Wenn dieser Aufwand einen Sinn haben soll, braucht man eine Software, die die Metadaten sichtbar macht. Wie so etwas aussehen könnte, illustriert ein „proof of concept“. Die Idee dahinter wirkt allerdings naiv. Ein Bild ließe sich leicht kopieren und dabei die damit verbundenen Metadaten abstreifen; notfalls macht man einen Screenshot und speichert diesen. Das Konzept setzt voraus, dass man Bildern generell misstraut und sie nur dann zum Nennwert nimmt, wenn sie verifizierbare Metadaten über ihre Provenienz enthalten, aber wenn die typischen Internetnutzer so kritisch wären, müsste man sich ohnehin keine Gedanken über Manipulationen machen.

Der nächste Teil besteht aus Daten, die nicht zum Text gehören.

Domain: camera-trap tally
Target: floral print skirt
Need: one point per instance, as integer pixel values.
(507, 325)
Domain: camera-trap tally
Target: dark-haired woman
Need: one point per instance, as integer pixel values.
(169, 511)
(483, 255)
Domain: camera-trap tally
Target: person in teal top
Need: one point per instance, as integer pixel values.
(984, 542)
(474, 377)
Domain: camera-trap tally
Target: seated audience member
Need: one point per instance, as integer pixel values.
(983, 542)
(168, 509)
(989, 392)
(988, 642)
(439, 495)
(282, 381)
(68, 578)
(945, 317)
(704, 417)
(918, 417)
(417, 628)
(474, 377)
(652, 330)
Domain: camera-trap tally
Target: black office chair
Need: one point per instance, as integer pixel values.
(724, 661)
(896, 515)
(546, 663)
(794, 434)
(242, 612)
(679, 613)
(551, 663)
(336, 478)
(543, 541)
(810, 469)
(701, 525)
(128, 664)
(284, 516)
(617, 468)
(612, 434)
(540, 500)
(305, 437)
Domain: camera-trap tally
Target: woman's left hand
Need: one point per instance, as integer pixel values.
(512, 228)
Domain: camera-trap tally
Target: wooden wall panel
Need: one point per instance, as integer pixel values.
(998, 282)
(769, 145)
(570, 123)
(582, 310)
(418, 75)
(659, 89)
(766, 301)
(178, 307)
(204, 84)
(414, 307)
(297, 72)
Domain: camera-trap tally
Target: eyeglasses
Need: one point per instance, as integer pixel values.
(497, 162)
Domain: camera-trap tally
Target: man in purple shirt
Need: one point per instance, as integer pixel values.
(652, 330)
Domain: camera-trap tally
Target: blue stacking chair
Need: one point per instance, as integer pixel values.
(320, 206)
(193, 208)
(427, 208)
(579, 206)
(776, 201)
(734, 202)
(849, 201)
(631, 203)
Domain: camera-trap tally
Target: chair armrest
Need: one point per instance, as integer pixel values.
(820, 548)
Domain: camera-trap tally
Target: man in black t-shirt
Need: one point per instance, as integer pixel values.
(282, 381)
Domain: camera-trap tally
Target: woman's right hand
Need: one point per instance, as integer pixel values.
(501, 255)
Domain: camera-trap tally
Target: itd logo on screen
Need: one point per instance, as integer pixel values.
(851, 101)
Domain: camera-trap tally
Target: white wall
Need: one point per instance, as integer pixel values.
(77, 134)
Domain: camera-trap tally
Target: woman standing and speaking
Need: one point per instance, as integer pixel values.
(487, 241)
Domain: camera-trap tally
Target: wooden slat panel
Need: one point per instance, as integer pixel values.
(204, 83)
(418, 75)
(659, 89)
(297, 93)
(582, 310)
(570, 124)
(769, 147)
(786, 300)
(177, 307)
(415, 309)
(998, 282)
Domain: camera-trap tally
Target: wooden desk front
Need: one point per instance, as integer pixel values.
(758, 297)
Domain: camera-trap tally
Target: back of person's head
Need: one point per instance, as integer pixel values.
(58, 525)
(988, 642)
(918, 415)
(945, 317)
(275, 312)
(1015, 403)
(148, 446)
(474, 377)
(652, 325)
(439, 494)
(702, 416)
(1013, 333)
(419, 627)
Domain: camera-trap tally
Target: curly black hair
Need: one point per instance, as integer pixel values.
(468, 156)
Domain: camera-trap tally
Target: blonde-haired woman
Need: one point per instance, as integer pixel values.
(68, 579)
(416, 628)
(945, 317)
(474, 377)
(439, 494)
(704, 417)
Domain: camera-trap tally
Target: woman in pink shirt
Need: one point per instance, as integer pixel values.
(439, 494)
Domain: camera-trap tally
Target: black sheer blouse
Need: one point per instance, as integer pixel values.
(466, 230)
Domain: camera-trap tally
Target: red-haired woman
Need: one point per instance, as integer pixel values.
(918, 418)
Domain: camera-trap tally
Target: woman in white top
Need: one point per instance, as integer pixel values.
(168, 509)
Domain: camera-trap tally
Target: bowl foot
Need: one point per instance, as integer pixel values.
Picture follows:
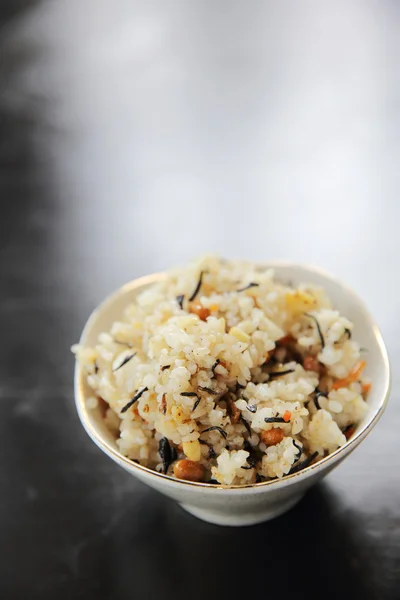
(238, 518)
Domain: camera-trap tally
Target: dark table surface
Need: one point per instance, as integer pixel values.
(134, 135)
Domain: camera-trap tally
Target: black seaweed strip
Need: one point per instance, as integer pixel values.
(216, 428)
(195, 405)
(247, 287)
(280, 373)
(246, 424)
(303, 464)
(134, 399)
(198, 286)
(321, 337)
(125, 361)
(209, 390)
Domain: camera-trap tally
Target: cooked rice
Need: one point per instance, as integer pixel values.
(214, 363)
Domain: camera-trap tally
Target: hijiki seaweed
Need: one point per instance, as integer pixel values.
(198, 286)
(246, 424)
(165, 452)
(215, 365)
(321, 337)
(247, 287)
(195, 405)
(317, 395)
(125, 361)
(216, 428)
(276, 374)
(208, 390)
(134, 399)
(303, 464)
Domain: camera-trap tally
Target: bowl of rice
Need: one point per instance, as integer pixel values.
(229, 386)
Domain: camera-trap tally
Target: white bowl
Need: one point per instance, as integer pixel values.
(243, 505)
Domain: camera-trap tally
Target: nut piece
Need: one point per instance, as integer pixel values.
(272, 436)
(189, 470)
(192, 450)
(199, 310)
(233, 412)
(310, 363)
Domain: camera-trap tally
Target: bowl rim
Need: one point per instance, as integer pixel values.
(324, 462)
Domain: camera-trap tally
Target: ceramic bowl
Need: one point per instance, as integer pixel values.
(238, 505)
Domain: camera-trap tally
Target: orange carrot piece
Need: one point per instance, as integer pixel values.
(354, 375)
(287, 415)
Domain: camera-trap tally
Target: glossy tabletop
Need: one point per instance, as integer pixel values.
(134, 136)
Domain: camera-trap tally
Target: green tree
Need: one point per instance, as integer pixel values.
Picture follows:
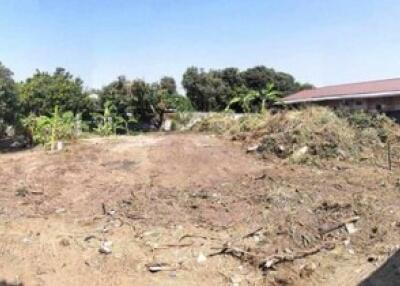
(43, 91)
(169, 84)
(256, 78)
(8, 96)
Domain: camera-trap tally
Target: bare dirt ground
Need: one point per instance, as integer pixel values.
(190, 209)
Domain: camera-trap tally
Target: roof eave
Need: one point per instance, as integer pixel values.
(342, 96)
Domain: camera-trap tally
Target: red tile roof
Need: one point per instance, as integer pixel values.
(378, 88)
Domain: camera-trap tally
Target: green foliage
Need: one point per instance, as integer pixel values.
(376, 123)
(40, 93)
(47, 130)
(8, 98)
(251, 100)
(214, 90)
(307, 135)
(168, 83)
(109, 122)
(179, 103)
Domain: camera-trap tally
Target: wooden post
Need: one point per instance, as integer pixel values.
(389, 156)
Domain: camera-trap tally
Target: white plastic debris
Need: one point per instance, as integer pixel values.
(201, 258)
(105, 247)
(350, 228)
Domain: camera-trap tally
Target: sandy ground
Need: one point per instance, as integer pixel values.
(195, 210)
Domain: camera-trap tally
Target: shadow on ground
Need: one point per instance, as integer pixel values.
(5, 283)
(386, 275)
(8, 145)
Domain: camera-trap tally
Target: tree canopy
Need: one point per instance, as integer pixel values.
(8, 96)
(215, 89)
(43, 91)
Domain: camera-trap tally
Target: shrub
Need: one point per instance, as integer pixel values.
(47, 130)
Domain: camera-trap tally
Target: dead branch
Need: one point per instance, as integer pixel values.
(273, 260)
(325, 230)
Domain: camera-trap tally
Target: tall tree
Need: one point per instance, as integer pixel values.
(8, 96)
(256, 78)
(169, 84)
(43, 91)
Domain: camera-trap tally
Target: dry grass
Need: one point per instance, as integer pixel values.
(307, 134)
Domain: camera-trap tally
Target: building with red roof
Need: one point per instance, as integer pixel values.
(375, 96)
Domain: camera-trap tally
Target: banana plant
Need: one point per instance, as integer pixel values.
(244, 99)
(109, 121)
(269, 95)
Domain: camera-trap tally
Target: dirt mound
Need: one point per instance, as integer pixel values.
(307, 134)
(190, 209)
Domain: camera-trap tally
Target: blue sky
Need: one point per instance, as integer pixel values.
(318, 41)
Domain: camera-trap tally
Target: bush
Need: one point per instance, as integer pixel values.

Es ist auch durchweg nicht so schwierig, die Provenienz von Bildern zu überprüfen, die man im Web findet. Nach Donald Trumps bizarrem Auftritt mit einer geliehenen Bibel vor einer Kirche nahe des Weißen Hauses machte beispielsweise ein Bild die Runde, das weitere Politiker mit Büchern in der Hand zeigte:
Es genügte, jeweils eines der Bilder auszuschneiden, in einer eigenen Datei zu sichern, diese im Browser zu öffnen und Googles Bildersuche darauf anzusetzen. Saddam Hussein hielt tatsächlich einen Koran hoch, während er sich im Prozess gegen ihn verteidigte. Auch der türkische Präsident Recep Tayyip Erdoğan berief sich auf den Koran, als er 2015 in der Stadt Batman Wahlkampf machte. Adolf Hitler hingegen mag zwar gelegentlich ein Buch gehalten haben, aber nicht in der Situation, die das Bild zeigt. Wem nicht schon die grobschlächtige Montage verrät, dass es sich um eine Fälschung handelt, dem beweist es der Vergleich mit dem Original:
Auf ähnliche Weise sind schon viele Manipulationen aufgeflogen, auch ohne eine technische Infrastruktur, die diese offenbart. Die gut gemeinte Idee der New York Times und ihrer Kooperationspartner ist nicht robust genug, um Fälschungen zuverlässig aufzudecken, aber sie ist dazu auch nicht notwendig. Was wir wirklich brauchen, ist das Bewusstsein, dass im Internet vorgefundene Bilder nicht unbedingt die Realität abbilden, und die Kompetenz, die Provenienz zweifelhafter Bilder selbst zu bestimmen. Daran mangelt es leider selbst vielen „Digital Natives“.
Abgesehen vom Screenshot fiele mir spontan gleich noch mindestens eine Vorgehensweise ein, um dieses Verfahren zu umgehen bzw. in die Irre zu führen. Sogar gleich noch mit den korrekten Kamera- und wenn man will sogar den GPS-Daten. Aber so ist es wohl – leider – immer: Ein Hase- und Igel-Rennen zwischen denen, die das alles sicherer machen wollen, un jenen, die sich böswillig Gegenstrategien ausdenken.